I was strangely elated to be in my own home. Why are human beings so contradictory? This was the site of sorrow and separation, a place of mourning, but with the sun coming through the windows and the garden full of roses I felt hopeful again. We had been happy here too and some of that happiness had soaked the walls and patterned the furniture.

I decided to dust. I’ve found before that ceaseless menial work calms the rat-cage of the mind. I had to stop worrying and speculating for long enough to make a sensible plan. I needed peace and peace was not a quality I had come to know.

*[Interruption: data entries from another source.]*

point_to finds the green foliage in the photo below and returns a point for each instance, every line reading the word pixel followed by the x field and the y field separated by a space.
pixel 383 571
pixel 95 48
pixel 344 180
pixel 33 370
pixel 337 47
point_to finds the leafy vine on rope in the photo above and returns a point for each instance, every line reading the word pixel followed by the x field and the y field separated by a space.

It was while I was scrubbing away the last of Miss Havisham that I found some letters to Louise from the hospital where she had gone for a second opinion. The letters were of the mind that since Louise was still asymptomatic no treatment should be considered. There
was some swelling of the lymphatic nodes but this had remained stable for six months. The consultant advised regular checks and a normal life. The three letters were dated after I had left. There was also a very impressive document from Elgin reminding Louise that he had been studying her case for two years and that in his humble opinion (‘May I remind you Louise that it is I and not Mr Rand who is best qualified to make decisions in this uncertain field’) she needed treatment. The address of his Swiss clinic was on the letterhead.